Don’t build agents that query your data. Build agents that run where your data lives. For documents, this means: agent code runs in the same process boundary as the data. No remote calls to fetch pages. No separate storage service. Data and computation are one unit.

Traditional vs Colocated

Traditional Stack
  • Agent is external service
  • Agent makes calls to storage service for document
  • Agent makes calls to database for metadata
  • Agent and data are separate systems
OkraPDF Colocation
  • Agent runs in same boundary as document
  • Agent reads local state directly
  • Agent has full context immediately available
  • No intermediate services between agent and data

How It Works

When user uploads PDF:
PDF → DocumentAgent DO
  ├─ Local SQLite (extracted pages, metadata, entities)
  ├─ Agent code runs here
  └─ Agent reads local state → Calls LLM API directly
When user asks question:
  1. Agent reads pages from local storage
  2. Agent constructs context from local state
  3. Agent calls LLM API with complete context
  4. PDF stays within DO boundary

Mixed Data Sources

Agents rarely analyze only PDFs.
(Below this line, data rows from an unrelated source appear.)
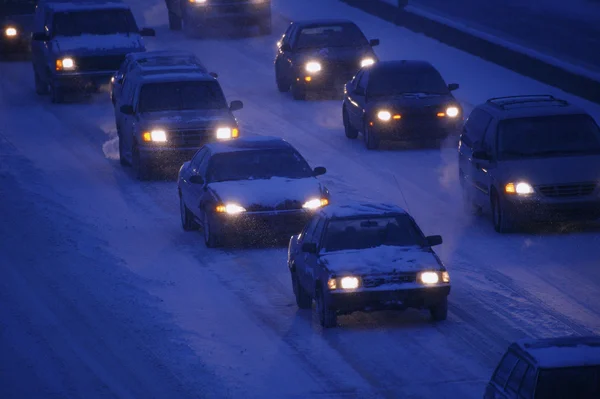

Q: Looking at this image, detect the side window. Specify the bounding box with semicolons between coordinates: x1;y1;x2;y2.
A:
493;352;519;387
462;108;492;146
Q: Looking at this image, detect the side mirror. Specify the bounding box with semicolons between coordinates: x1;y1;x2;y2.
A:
31;32;50;42
425;236;443;247
120;105;134;115
302;242;317;254
140;28;156;37
229;100;244;111
190;175;204;184
313;166;327;176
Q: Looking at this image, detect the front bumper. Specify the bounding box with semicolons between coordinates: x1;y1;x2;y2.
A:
329;284;450;314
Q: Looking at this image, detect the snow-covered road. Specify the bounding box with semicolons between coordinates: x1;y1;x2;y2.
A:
0;0;600;399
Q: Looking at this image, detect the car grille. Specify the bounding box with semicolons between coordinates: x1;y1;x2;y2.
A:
536;182;598;198
362;273;417;288
76;54;125;72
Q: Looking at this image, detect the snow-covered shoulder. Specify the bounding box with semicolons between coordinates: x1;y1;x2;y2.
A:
321;245;440;275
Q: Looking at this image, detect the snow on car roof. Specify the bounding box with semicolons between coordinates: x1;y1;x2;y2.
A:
321;202;407;219
514;337;600;368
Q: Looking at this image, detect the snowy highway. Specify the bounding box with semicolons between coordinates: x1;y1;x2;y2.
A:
0;0;600;399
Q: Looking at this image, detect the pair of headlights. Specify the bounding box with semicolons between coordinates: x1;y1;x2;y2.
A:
327;271;450;290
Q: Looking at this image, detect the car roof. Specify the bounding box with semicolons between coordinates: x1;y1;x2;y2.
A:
205;136;294;154
320;202;408;219
478;94;587;120
511;336;600;368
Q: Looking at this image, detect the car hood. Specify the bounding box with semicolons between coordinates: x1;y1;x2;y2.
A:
140;108;237;129
52;34;145;55
320;245;441;275
498;155;600;186
208;177;323;212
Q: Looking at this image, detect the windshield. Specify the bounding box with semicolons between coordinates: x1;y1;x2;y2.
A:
0;0;37;15
207;149;313;183
297;24;369;49
535;366;600;399
498;115;600;159
367;68;449;97
139;81;227;112
324;215;425;252
53;9;139;36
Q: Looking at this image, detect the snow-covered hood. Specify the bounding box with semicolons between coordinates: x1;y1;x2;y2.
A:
208;177;324;211
498;155;600;186
52;33;145;55
320;245;441;275
140;108;237;130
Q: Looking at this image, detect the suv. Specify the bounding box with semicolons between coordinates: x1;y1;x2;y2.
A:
31;0;154;102
115;71;243;180
165;0;271;36
484;337;600;399
458;95;600;233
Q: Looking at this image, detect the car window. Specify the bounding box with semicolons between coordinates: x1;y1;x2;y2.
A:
493;352;519;387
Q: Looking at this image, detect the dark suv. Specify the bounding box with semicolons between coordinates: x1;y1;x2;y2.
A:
165;0;271;36
458;95;600;233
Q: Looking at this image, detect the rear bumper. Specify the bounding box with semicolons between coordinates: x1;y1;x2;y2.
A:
329;285;450;314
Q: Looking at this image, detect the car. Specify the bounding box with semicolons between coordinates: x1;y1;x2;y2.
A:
275;19;379;100
177;136;330;248
109;50;219;105
484;336;600;399
165;0;271;37
288;202;450;328
458;95;600;233
31;0;155;103
115;70;243;180
0;0;37;56
342;60;462;150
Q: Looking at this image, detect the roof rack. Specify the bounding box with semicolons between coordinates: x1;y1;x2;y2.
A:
486;94;569;109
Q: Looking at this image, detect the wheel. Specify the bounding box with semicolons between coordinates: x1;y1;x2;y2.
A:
169;11;182;30
179;193;200;231
429;298;448;321
363;122;380;150
342;107;358;139
291;271;312;309
315;288;337;328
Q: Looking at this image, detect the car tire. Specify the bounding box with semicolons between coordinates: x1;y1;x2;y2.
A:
291;270;312;309
315;288;337;328
342;106;358;140
179;192;200;231
429;298;448;321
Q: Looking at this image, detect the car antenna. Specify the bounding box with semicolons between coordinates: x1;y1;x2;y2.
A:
392;173;412;214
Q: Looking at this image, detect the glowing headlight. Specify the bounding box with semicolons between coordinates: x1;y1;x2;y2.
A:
504;182;533;195
419;272;440;284
302;198;329;209
4;27;17;37
360;58;375;68
446;107;460;118
377;111;392;122
216;203;246;215
304;61;321;73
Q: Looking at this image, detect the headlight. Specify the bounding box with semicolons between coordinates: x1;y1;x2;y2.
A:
377;111;392;122
302;198;329;209
216;127;240;140
360;57;375;68
215;203;246;215
4;27;17;37
504;182;533;195
446;107;460;118
304;61;321;73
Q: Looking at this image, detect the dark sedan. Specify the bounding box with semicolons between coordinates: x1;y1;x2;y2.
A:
178;137;329;248
275;20;379;100
342;61;463;149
They combine:
  • Local (colocated): PDF content, tables, entities, chat history
  • Remote (on-demand): Database queries, API calls, external tools
Agent has primary context (PDF) colocated. Secondary sources accessed as-needed. No separation between where data lives and where computation happens.

Why This Matters

A PDF isn’t just bytes. It’s:
  • Extracted text and tables
  • Entity positions and confidence scores
  • User’s previous questions and chat history
  • Processing metadata (OCR status, vendor used, etc.)
Traditional stacks split this across services:
  • Storage service stores bytes
  • Database stores metadata
  • Agent queries both separately
Colocation: all in one boundary. The agent has everything locally.

The Trade-offs

What you gain:
  • Agent owns the full PDF context
  • Agent runs in same boundary as data
  • Agent is the primary interface to document
  • Simpler app code (no service orchestration)
What you give up:
  • Each document gets its own agent instance
  • Agent state is isolated per PDF

Common Questions

Can agents access other documents? Yes. Agent in DO A can call DO B. But the common case is: agent has everything it needs locally. Does this scale? Yes. Each document gets one agent instance. Scaling documents automatically scales agents. Is this about performance? Not primarily. Performance is a side effect. The real point: agent IS the interface to the document. They shouldn’t be separate.